More players will enter the market as EVs become easier to plug together and customize. Today we see single companies coming up with ideas that make their EV special and unique in the marketplace. The United States is one of the leading countries developing and manufacturing EV technology but Japan is also very active, and China is coming on strong under a national mandate to reduce pollution caused by automobiles. Nevertheless, this industry is not being driven by the top three or four countries—there is a lot of homegrown innovation taking place. Students in Kenya developed an affordable car for use in their country. India’s Tata Motors has just launched its EV. Tata has an excellent reputation for producing cars that are affordable.

While all this technology is important, educating consumers is even more critical to the success of EVs. Overcoming consumer resistance and getting them comfortable enough to buy EVs by the millions is going to take education and proof that the cars work as advertised. This is because most people only buy a car every 8 to 10 years, and it’s a major investment. We—as a society, nation, and as local communities—need to do a better job of educating consumers about the pros and cons of EVs.

As you can see, I firmly believe the transition to EVs is well underway. Within the next 5 to 10 years I predict that every two-car garage will have a hybrid and a plug-in EV. There will be a variety of fuel sources used to move EVs and their ability to connect into the grid will make it possible for people to operate them very efficiently.

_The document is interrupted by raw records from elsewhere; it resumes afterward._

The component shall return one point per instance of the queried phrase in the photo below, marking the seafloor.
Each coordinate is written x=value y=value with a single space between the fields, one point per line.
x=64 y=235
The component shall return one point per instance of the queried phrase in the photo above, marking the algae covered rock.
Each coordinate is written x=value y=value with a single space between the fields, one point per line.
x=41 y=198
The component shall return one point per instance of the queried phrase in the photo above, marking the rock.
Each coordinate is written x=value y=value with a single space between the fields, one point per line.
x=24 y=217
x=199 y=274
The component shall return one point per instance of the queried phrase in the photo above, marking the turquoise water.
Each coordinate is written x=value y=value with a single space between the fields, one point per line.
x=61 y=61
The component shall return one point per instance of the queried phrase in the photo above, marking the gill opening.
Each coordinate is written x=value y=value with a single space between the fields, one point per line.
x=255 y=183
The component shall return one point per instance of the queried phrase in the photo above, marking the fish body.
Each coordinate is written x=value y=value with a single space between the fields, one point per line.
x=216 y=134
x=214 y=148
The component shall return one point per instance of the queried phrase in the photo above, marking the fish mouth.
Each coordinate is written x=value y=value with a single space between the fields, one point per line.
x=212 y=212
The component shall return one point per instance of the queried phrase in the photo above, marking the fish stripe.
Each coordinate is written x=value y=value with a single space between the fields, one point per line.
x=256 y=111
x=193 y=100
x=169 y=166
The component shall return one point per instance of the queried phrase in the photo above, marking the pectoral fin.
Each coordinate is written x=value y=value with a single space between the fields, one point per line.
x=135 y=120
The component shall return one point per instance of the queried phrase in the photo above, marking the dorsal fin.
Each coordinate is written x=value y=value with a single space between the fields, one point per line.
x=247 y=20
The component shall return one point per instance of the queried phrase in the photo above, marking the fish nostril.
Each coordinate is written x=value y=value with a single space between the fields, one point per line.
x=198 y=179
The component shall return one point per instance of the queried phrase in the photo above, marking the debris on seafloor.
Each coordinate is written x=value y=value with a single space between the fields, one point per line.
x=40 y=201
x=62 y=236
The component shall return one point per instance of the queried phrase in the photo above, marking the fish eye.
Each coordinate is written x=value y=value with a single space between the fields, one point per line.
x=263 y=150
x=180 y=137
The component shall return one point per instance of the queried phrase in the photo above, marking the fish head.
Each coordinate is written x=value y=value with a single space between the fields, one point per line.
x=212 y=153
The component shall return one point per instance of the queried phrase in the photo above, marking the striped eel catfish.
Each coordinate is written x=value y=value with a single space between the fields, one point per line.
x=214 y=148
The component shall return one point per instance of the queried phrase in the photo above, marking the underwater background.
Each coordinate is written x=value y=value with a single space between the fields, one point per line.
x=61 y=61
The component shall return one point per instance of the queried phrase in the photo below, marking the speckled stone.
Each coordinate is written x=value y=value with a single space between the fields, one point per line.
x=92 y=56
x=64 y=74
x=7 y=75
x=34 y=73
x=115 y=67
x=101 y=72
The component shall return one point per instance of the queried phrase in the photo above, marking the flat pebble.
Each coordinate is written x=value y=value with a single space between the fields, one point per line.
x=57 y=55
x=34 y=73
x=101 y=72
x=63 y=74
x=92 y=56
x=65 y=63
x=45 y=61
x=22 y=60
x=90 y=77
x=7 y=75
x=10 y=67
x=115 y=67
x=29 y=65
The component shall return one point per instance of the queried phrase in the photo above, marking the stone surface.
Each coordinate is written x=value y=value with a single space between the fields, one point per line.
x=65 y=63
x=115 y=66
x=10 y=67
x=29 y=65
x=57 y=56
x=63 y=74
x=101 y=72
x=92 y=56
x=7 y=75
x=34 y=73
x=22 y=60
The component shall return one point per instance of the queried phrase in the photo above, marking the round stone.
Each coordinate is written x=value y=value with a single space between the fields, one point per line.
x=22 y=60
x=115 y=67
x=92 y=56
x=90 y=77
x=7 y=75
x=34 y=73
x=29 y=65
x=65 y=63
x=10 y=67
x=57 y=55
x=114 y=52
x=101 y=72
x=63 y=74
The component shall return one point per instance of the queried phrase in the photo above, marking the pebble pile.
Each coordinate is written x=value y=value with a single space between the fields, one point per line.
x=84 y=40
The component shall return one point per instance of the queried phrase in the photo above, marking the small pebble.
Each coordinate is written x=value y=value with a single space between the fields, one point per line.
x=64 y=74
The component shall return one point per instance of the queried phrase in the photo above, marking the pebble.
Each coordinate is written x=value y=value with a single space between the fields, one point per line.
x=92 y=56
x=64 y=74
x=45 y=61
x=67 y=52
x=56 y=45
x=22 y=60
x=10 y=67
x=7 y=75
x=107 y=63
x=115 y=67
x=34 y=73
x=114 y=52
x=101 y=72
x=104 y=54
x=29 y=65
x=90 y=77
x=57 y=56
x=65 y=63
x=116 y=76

We are already well underway to the world of clean, efficient, connected, and safe vehicles across a wide range of transportation platforms that include cars, trucks, ships, trains, planes, heavy equipment and a lot more.

Let’s continue to build IEEE’s resources, visibility, and industry involvement through efforts such as the IEEE Transportation Electrification Initiative. Transportation is over one-seventh of the world’s economy and much of its developing technology. To continue its own growth and the careers of its members, IEEE has to be a driver of the future of transportation.

Lee Stogner is the president of the Vincula Group, a consultancy in energy management and transportation solutions, in Taylors, S.C. He is also the chair of the IEEE Transportation Electrification Initiative.